Makalah
Macam-Macam Kitab Hadis
A. PENDAHULUAN
Keberadaan hadis sebagai salah
satu sumber ajaran islam memiliki perkembangan dan penyebaran yang kompleks.
Sejak dari masa prakodifikasi, zaman Nabi, sahabat, dan tabiin hingga setelah
pembukuan. Sebelum sampai masa pembukuan, penulisan hadis seringkali menjadi
bahan kontroversi di kalangan sebagian kaum muslim maupun non muslim. Ada
sebagian yang menolak untuk menerima otentisitas Hadis Nabi lantaran mereka
berargumen bahwa Hadis Nabi ditulis dan dibukukan dua abad sesudah wafatnya
Rasulullah Muhammad, suatu rentang waktu yang agak lama berlalu sehingga dapat
menyebabkan timbulnya perubahan dan pergeseran lafaz serta makna hadis yang
bersangkutan.
Dalam sejarah perkembangannya,
hadis pernah mengalami masa transisi, yakni dari tradisi oral ke tradisi
tulisan, dan penulisannya membutuhkan waktu yang lebih panjang ketimbang
pengkompilasian Alquran. Lama setelah Nabi saw. wafat, ungkapan-ungkapan dan
segala hal yang berkaitan dengan diri beliau menjadi objek penelitian intensif
para ulama hadis untuk dikoleksi dalam bentuk tulisan. Para ulama hadis hampir
sepakat mengatakan bahwa kodifikasi hadis secara resmi dilakukan oleh khalifah
Umar bin Abdul ‘Aziz yang memerintah pada tahun 99-101 H. [1]

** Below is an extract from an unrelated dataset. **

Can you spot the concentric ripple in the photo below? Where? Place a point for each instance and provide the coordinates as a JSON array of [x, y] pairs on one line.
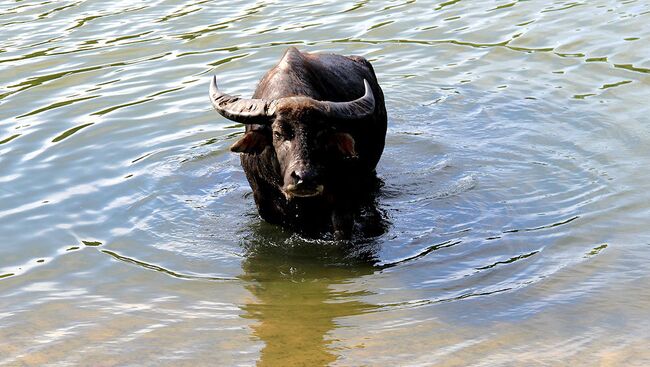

Fokus tulisan ini adalah membahas
macam-macam kitab hadis yang pernah muncul dan beredar di dunia pengkajian
hadis. Pembahasannya diupayakan untuk selalu disandarkan ke latar sejarah
(historical setting) perkembangan hadis. Pembahasan peringkat (martabat atau
ranking) kitab-kitab hadis yang dianalisis secara kualitatif hanya pada
kitab-kitab kanonik dan ensiklopedik yang paling sering diapresiasi mayoritas
muslim. Sebelumnya akan dibahas juga peringkat dari macam-macam koleksi kitab
hadis ala prinsip generalisasi. Analisis kualitas menyangkut kajian seluruh
aspek koleksi (kitab) hadis yang meliputi nilai hadis (syarat-syarat yang
ditetapkan), sistematika penulisan, ketelitiannya, dll. Masing-masing kitab
yang menempati tingkat tertentu akan dibahas juga kekurangan-kelebihannya,
pujian, dan kritikan terhadapnya.
PEMBAHASAN
B. MACAM-MACAM KITAB HADIS
Sebagaimana halnya dengan ilmu
hadis, penulisan kitab-kitab hadis juga selalu berkembang. Para penulis
kitab-kitab hadis tersebut mempunyai cara dan corak yang berbeda-beda, terutama
dalam sistematikanya. Para Muhaddisin telah menulis berbagai jenis kitab hadis
dalam berbagai bidang bahasanya. Para pengkaji dan peneliti hadis yang datang
kemudian telah mengelompokkan kitab-kitab hadis yang bervariasi tersebut ke
dalam beberapa kelompok. Jika dikelompokkan macam-macam kitab hadis secara
garis besar adalah sebagai berikut:
A. Kitab-kitab Hadis yang Disusun
Berdasarkan Bab
Dalam kitab-kitab ulama terdahulu
jenis ini disebut dengan al-Asnāf. Teknik penyusunan kitab jenis ini adalah
mengumpulkan hadis-hadis yang memiliki tema yang sama menjadi satu judul umum
yang mencakupnya; seperti Kitāb as-Salāh, Kitāb az-Zakāh, dan Kitāb al-Buyū’.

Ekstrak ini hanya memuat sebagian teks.